Coronavirus, Dinamo Brest: tifosi cartonati per riempire lo stadio

Calcio

I sostenitori disertano lo stadio per paura di contrarre il Coronavirus, ma la Dinamo Brest apre le frontiere del tifo "virtuale": tagliandi in vendita all'estero e sugli spalti manichini con la foto raffigurante il volto di coloro che hanno acquistato il biglietto

CORONAVIRUS, GLI AGGIORNAMENTI DEL 12 APRILE

Il calcio ai tempi del Coronavirus: perché anche in Bielorussia, uno dei pochi campionati regolarmente in corso nel mondo, la paura di contrarre il virus è davvero molta. Nonostante gli stadi siano ancora aperti al pubblico, sono davvero pochi gli spettatori presenti sugli spalti per assistere ai vari match. Un calo drastico. Ed ecco allora che la Dinamo Brest ha aperto le frontiere a una nuova dimensione del tifo: dei manichini pronti ad assistere al match in tribuna. Attraverso il proprio sito web, infatti, la Dinamo Brest ha messo in vendita dei biglietti virtuali all’estero: coloro che acquisteranno il tagliando, vedranno la foto del loro volto applicata su un manichino.

Manichini con maglie di squadre straniere

Durante la semifinale della coppa Nazionale contro lo Shakhtyor Soligorsk, erano presenti almeno 30 manichini (biglietti acquistati da tifosi in Russia, Gran Bretagna, Emirati Arabi Uniti, Uzbekistan, Iran) nell’impianto della Dinamo Brest, tutti con maglie di squadre straniere. Iniziativa che si ripeterà anche per la gara di campionato contro l’Isloch. La Dinamo Brest, inoltre, fa sapere che una parte dei fondi della vendita dei biglietti virtuali verrà utilizzata per combattere il diffondersi del Coronavirus in Bielorussia.

OMS chiede alla Bielorussia di sospendere il campionato

L'Organizzazione Mondiale della Sanità chiede alla Bielorussia, di evitare che si formino assembramenti e quindi anche di fermare le manifestazioni sportive che, come il campionato di calcio, si stanno svolgendo, e a porte aperte.
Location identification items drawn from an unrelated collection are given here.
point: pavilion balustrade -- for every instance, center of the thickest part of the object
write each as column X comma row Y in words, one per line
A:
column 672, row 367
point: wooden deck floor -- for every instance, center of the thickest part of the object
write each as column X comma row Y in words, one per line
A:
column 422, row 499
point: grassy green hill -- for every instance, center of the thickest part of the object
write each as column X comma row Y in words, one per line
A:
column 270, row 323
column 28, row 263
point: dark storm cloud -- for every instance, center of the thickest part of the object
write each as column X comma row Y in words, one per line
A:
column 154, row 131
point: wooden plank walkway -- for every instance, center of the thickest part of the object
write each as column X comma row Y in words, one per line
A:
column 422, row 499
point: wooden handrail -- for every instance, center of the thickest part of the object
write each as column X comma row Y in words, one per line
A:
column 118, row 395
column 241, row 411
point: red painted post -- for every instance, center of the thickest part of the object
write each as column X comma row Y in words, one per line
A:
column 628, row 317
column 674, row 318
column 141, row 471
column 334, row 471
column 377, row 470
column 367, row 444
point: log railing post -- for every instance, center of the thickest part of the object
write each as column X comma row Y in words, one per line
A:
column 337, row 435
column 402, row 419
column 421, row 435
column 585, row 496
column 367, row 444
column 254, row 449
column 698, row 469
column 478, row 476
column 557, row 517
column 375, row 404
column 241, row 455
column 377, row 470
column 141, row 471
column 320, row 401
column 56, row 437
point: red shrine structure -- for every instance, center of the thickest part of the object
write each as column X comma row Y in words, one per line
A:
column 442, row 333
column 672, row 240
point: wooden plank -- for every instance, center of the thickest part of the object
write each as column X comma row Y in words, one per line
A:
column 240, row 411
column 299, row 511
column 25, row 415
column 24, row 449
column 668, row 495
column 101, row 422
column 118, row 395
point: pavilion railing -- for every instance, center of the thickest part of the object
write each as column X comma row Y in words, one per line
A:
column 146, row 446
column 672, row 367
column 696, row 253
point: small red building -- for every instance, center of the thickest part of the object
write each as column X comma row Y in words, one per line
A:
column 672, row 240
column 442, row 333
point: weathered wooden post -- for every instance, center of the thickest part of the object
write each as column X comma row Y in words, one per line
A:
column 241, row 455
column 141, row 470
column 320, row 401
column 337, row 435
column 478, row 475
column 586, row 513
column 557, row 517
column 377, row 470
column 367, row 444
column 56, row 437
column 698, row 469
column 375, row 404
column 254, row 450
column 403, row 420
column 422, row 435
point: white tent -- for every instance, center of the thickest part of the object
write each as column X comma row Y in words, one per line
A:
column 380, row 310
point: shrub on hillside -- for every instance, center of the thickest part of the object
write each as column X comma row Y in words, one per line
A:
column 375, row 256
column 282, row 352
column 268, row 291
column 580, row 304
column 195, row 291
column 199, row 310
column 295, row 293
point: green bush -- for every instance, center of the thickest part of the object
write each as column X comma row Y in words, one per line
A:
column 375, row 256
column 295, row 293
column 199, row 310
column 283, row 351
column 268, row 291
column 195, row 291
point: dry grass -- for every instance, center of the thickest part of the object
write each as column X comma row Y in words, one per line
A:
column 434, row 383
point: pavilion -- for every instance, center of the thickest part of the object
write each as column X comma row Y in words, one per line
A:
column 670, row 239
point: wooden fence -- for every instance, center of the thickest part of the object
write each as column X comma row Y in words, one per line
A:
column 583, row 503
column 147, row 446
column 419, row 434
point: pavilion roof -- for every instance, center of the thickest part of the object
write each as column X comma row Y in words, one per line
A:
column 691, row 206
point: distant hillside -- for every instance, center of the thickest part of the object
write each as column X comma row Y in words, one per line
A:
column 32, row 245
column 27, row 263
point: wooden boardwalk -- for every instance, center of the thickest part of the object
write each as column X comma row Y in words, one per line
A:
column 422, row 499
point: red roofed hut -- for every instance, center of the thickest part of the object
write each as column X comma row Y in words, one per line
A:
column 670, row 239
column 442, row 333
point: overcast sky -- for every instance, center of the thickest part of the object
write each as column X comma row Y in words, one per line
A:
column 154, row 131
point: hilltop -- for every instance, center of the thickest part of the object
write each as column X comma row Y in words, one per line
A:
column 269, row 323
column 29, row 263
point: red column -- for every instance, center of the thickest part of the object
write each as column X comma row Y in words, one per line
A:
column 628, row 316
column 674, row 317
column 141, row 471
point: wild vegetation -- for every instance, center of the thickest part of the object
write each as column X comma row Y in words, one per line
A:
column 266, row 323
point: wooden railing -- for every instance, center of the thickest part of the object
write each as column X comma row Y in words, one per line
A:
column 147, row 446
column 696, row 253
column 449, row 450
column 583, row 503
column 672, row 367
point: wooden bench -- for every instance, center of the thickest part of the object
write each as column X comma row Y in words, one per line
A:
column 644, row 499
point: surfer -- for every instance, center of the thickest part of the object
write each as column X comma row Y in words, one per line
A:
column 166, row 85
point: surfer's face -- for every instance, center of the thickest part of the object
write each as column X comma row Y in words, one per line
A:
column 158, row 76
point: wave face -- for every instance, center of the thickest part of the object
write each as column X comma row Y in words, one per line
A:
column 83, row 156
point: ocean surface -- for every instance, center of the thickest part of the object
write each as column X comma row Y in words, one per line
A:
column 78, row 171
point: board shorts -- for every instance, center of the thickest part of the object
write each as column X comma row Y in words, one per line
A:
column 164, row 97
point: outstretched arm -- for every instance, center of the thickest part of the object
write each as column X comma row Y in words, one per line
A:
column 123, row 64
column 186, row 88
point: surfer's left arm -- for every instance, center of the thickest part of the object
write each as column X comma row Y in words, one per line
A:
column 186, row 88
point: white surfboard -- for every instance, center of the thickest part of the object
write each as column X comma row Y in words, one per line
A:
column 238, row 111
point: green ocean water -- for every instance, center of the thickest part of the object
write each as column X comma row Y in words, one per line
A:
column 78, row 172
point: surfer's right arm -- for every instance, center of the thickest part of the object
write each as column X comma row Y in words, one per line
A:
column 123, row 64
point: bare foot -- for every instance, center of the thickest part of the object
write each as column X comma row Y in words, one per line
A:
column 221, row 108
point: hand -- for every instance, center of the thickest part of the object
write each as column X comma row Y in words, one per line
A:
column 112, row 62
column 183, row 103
L'appello è stato fatto a Minsk dal dottor Patrick O'Connor, che fa parte della task force dell'Oms ed è andato in Bielorussia per verificare la situazione nell'ex repubblica sovietica. "Dai dati in nostro possesso - ha detto - è chiaro che qui c’è una continua crescita dei casi di positività, che raddoppiano ogni due-tre giorni". Da qui l'appello "a incrementare tutte le misure di isolamento" e in particolare a "sospendere manifestazioni di massa, come quelle sportive". Il ministro bielorusso della Salute, Vladimir Karanik, ha replicato che "sospendere i campionati non è' una decisione che mi compete".